Metaphorizing incarnating the elements of nature, transposed from the domain of visual arts, and at the same time synaesthetically suggestive, can have calming effects on the nervous system, because effective both as for the conscious and unconscious levels of human understanding and perception, thus potentially creating a sensation of a continuum with the wholeness of the natural principle. It can be observed that such a mental attitude is also evocative of eco-art therapeutic methodology in alluding to the sense of interwovenness and thus resonating with the Nature philosophy [11,12].
It is those concepts that reflect also on the creation of biophilic design, such as already in premodern precursory iconographic examples, as for nature-oriented use of colors and patterns. Various contemporary architectural artifacts also give a sensation of building in unison with the environment, as a growing tendency, producing a sense of greater unity in their attunement with the cosmic dimension present in the natural world.

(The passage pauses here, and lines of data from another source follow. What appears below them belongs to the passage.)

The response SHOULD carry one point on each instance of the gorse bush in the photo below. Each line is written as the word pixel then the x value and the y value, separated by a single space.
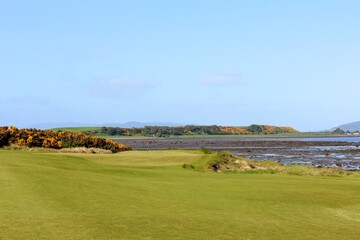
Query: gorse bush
pixel 161 131
pixel 57 140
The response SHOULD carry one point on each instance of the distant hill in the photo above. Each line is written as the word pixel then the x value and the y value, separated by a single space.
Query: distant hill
pixel 351 127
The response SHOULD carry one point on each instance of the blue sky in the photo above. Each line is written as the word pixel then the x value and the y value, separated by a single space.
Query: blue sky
pixel 287 63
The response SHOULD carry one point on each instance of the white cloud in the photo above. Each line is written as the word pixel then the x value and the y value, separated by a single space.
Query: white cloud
pixel 119 87
pixel 222 80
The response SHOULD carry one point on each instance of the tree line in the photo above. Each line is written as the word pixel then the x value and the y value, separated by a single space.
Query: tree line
pixel 163 131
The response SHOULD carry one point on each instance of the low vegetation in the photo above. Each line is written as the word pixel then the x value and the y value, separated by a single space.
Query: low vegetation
pixel 227 162
pixel 160 131
pixel 148 195
pixel 51 139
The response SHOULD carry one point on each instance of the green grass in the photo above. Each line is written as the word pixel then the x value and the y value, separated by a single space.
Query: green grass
pixel 148 195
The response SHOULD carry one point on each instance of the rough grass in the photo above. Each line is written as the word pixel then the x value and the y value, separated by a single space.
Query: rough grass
pixel 148 195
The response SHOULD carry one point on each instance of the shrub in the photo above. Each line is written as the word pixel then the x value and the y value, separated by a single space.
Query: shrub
pixel 57 140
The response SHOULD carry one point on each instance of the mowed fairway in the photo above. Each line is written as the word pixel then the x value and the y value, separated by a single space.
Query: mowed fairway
pixel 148 195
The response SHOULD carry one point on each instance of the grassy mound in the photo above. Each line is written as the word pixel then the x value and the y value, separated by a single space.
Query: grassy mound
pixel 227 162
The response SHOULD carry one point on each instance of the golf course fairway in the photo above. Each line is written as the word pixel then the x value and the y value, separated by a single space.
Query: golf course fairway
pixel 149 195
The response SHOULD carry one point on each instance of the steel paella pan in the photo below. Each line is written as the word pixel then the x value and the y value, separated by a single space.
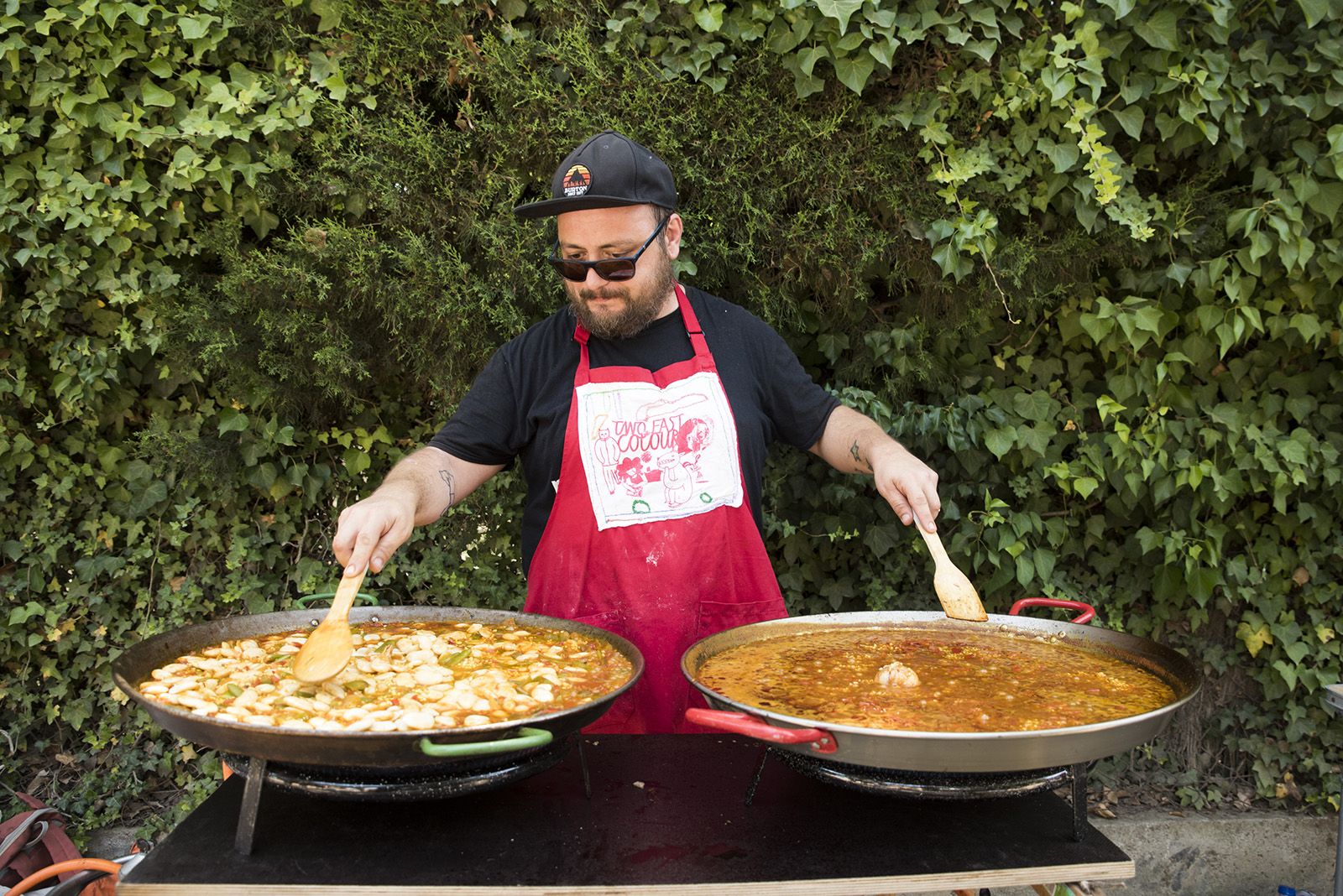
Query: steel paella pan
pixel 389 753
pixel 937 752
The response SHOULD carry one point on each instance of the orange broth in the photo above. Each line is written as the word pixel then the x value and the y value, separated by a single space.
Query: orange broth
pixel 967 681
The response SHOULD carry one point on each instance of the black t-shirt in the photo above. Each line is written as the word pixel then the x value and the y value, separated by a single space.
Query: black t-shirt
pixel 519 407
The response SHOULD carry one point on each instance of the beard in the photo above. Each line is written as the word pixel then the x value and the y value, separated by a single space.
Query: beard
pixel 642 306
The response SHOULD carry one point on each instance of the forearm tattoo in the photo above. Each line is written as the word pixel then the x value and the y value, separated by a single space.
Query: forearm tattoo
pixel 857 457
pixel 452 488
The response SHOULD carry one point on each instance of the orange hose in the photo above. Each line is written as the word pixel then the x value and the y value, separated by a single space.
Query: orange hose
pixel 60 868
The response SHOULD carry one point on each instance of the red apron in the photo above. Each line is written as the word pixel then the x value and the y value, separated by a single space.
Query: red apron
pixel 651 535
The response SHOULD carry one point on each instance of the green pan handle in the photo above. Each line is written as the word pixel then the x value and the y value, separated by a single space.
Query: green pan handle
pixel 525 739
pixel 363 597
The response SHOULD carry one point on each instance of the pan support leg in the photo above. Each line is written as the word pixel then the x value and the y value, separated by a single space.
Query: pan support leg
pixel 588 779
pixel 1079 775
pixel 252 801
pixel 1338 862
pixel 755 779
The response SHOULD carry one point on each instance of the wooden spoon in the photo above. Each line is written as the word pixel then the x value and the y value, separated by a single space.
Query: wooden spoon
pixel 331 644
pixel 959 598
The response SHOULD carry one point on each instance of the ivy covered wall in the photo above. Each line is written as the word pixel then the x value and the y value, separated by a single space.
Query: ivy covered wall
pixel 1084 258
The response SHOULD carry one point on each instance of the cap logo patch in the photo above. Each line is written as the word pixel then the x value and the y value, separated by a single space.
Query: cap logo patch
pixel 577 180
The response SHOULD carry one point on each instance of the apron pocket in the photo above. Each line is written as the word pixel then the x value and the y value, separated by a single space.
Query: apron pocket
pixel 718 616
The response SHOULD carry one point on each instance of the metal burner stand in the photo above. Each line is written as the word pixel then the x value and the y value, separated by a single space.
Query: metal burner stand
pixel 924 785
pixel 1334 701
pixel 353 784
pixel 665 815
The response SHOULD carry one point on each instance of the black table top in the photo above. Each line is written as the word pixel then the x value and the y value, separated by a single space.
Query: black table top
pixel 668 815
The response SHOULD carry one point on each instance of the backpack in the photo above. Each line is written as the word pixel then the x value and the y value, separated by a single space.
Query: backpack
pixel 31 841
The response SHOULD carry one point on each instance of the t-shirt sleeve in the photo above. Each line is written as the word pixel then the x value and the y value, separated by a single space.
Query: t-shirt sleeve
pixel 489 427
pixel 797 405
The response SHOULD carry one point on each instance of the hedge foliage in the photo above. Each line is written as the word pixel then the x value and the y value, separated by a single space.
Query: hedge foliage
pixel 1081 257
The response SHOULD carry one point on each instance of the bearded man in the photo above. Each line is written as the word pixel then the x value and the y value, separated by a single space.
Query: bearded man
pixel 635 357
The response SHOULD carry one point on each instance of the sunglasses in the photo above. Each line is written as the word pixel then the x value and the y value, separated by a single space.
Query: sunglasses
pixel 621 268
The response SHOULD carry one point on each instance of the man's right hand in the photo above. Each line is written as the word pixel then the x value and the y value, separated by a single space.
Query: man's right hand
pixel 369 531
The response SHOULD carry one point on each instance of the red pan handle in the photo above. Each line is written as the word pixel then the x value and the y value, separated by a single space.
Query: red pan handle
pixel 1087 615
pixel 750 726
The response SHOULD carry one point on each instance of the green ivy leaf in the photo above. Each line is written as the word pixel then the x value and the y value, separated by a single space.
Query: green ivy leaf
pixel 1315 11
pixel 709 16
pixel 854 71
pixel 1161 29
pixel 152 94
pixel 232 420
pixel 1131 120
pixel 839 11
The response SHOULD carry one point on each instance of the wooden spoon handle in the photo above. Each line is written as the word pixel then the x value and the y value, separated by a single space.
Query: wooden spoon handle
pixel 935 546
pixel 346 595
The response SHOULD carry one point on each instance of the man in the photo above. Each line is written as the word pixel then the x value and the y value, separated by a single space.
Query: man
pixel 642 414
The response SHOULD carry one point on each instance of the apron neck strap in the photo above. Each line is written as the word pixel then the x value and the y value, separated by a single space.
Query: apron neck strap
pixel 704 361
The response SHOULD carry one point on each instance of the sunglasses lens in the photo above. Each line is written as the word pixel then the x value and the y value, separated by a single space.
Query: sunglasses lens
pixel 575 271
pixel 606 268
pixel 615 268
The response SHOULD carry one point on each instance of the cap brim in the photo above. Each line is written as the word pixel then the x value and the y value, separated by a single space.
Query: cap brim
pixel 574 204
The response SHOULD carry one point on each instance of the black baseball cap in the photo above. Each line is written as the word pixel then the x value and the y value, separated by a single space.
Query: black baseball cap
pixel 606 170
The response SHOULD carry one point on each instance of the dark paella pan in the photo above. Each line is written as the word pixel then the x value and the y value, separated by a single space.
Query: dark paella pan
pixel 819 728
pixel 387 752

From an ecopsychological standpoint [13], it is again the binding of elements of consciousness and unconscious that necessarily work together in producing art manifestations.
Conclusions
In envisaging these research themes, entailing environmental activism, and integrating medical approach [14], the ideas around humanity's relationship with the Ecosphere are thematized through visual communication, but also at the literary communicative level, which in addition to that might intersect with neurological and ecopsychological modalities.
Ecological art, as a very representative current in the pictorial and literary field in modernity, is here innovationally considered regarding exhibited artworks, and their respective literary conceptual tools, intersecting with medical science and practice, which take the form of knowledge production.
The scope of this paper is to show that plurisensory inputs and bodily imprints of unconscious memories can be in some way regained by the mindful brain through artistic exercise potentially helping to explore one's inner self and resolve traumatism to become psychologically grounded and at the same time ecologically aware, assuming the response not only of the conscious but also the unconscious mind in dealing with health-related topics.